Ce n'est pas sa chair de poule et les tremblements qui agitent ses bras qui vont me permettre de l'identifier.
« Oh, toi, rends-nous un service, et ferme-là cinq minutes ! Je suis pas là pour me faire traiter comme un gosse qui ne sait rien par la meuf qui nous a foutus ici ! Je crois que je sais déterminer un Désespoir, pas vrai ?!?
— T'es sûre que tu diriges ta colère contre la bonne personne ? réplique Louna, aigre. Parce que de ce qu'il me semble, tu refuses surtout d'affronter la vérité. »
Moanaura s'étrangle, et il lui faut toute sa force mentale pour ne pas se jeter sur le siège séance tenante, ses poings serrés sur un sabre de plus en plus menaçant. Je vois les veines palpiter sur sa tempe en même temps que les larmes lui montent aux yeux.
« Franchement, Louna, gronde Seo-jun d'un ton agacé, on a tout à fait le droit d'être en colère. Je sais pas si tu te rends compte de la situation dans laquelle on est, dans laquelle tu nous a mis. Et tu fais la fière, mais je t'ai pas beaucoup vue assumer tes actes. »
Elle hausse les épaules. Son expression est indéchiffrable, entre les ombres de la pièce et les reflets dans ses lunettes, mais je suis presque sûr d'avoir vu sa lèvre trembler.
« Seo-jun, intervient Emerens, hésitant.
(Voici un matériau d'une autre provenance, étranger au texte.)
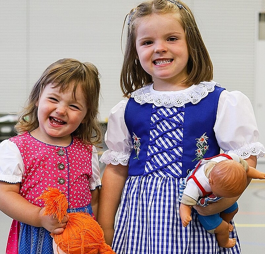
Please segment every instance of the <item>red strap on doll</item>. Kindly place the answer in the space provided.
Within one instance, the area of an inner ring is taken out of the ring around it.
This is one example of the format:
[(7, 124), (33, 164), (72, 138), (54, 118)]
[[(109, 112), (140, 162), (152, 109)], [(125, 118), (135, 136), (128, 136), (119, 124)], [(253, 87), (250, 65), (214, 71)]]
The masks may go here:
[(191, 175), (191, 176), (190, 176), (190, 177), (187, 179), (187, 181), (188, 181), (191, 178), (192, 178), (193, 179), (193, 180), (195, 182), (195, 183), (198, 185), (198, 186), (199, 187), (199, 188), (200, 188), (201, 191), (202, 192), (203, 197), (211, 194), (212, 193), (211, 192), (207, 192), (205, 190), (204, 188), (202, 186), (202, 184), (201, 184), (201, 183), (200, 183), (200, 182), (198, 180), (197, 178), (196, 178), (196, 177), (195, 175), (195, 172), (197, 171), (197, 169), (199, 168), (199, 167), (201, 164), (203, 160), (210, 160), (213, 158), (215, 158), (216, 157), (219, 157), (219, 156), (223, 156), (224, 157), (225, 157), (226, 158), (227, 158), (229, 160), (233, 160), (233, 158), (232, 157), (229, 156), (228, 154), (225, 154), (225, 153), (220, 153), (220, 154), (218, 154), (218, 155), (215, 155), (215, 156), (213, 156), (213, 157), (210, 157), (209, 158), (206, 158), (205, 159), (202, 159), (200, 161), (199, 163), (198, 163), (198, 164), (196, 166), (196, 168), (195, 168), (195, 169), (194, 170), (192, 174)]

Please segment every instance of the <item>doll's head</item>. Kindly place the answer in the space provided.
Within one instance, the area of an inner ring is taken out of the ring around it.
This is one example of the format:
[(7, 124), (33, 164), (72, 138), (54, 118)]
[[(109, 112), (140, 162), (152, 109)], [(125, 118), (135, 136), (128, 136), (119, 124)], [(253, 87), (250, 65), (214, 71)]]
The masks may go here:
[(181, 1), (146, 1), (132, 9), (128, 15), (127, 42), (121, 76), (121, 87), (125, 96), (153, 81), (152, 77), (141, 66), (135, 41), (138, 24), (153, 14), (173, 16), (184, 30), (190, 57), (188, 76), (183, 82), (192, 85), (211, 80), (212, 62), (189, 7)]
[(211, 189), (216, 197), (237, 197), (243, 193), (247, 184), (246, 170), (240, 163), (233, 160), (217, 163), (209, 177)]
[[(27, 105), (21, 112), (16, 125), (18, 132), (31, 132), (39, 126), (37, 103), (44, 88), (51, 84), (54, 87), (59, 87), (60, 92), (71, 90), (73, 97), (75, 97), (77, 87), (81, 88), (88, 110), (85, 121), (80, 124), (72, 134), (82, 138), (85, 143), (100, 143), (101, 132), (97, 121), (100, 87), (99, 74), (93, 64), (71, 58), (58, 60), (43, 72), (34, 85)], [(93, 139), (93, 136), (97, 138)]]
Est-ce qu'on pourrait remettre ce... Débat à plus tard ? On a des choses à se dire, oui, mais le plus important, c'est d'arriver au bout du procès. Ta colère ne vaudra rien si on crève tous. »
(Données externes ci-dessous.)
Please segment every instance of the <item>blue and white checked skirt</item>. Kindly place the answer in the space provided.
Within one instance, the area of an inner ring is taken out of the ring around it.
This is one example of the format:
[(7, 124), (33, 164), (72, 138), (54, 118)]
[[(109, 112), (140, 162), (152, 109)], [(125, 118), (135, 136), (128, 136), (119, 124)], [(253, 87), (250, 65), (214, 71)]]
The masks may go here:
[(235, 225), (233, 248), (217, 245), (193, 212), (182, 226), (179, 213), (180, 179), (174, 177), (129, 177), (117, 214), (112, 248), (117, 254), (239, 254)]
L'expression du garde du corps se teinte de compassion.
« Ouais, t'as raison, désolé. Promis, on s'énervera plus tard. »
Il se tourne vers Louna alors que son visage se fait bien plus dur.
« Mais je crois que j'ai le droit de m'énerver. Surtout devant pareil robot qui n'a rien trouvé de mieux que de nous cracher dessus depuis le foutu début de ce procès de merde. »
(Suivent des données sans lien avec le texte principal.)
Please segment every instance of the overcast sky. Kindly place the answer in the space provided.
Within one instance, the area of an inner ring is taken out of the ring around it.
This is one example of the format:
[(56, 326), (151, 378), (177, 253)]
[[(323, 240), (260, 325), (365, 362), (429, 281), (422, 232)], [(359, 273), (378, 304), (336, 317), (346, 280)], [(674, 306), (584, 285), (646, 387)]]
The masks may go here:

Louna plisse les yeux. Ses doigts pianotent sur sa tribune, et ce n'est que le rappel qu'elle dispose des mêmes accès que Monokuma qui m'empêche de m'énerver à mon tour.
Elle pourrait nous exécuter d'un mouvement de doigts. Qu'elle souhaite le faire ou non.
Quelque chose me dit qu'il faut que j'intervienne avant que ça ne dégénère. Et en vitesse. Histoire de détourner la conversation sur autre chose et ne pas donner à Monokuma l'idée d'interrompre le procès. Même si pour l'instant, ce connard m'a plutôt l'air de prendre son pied, à fixer Moanaura en se passant la langue sur les lèvres comme le pire des salopards.
Autant ne pas perdre sa bonne humeur. Au risque de tous crever.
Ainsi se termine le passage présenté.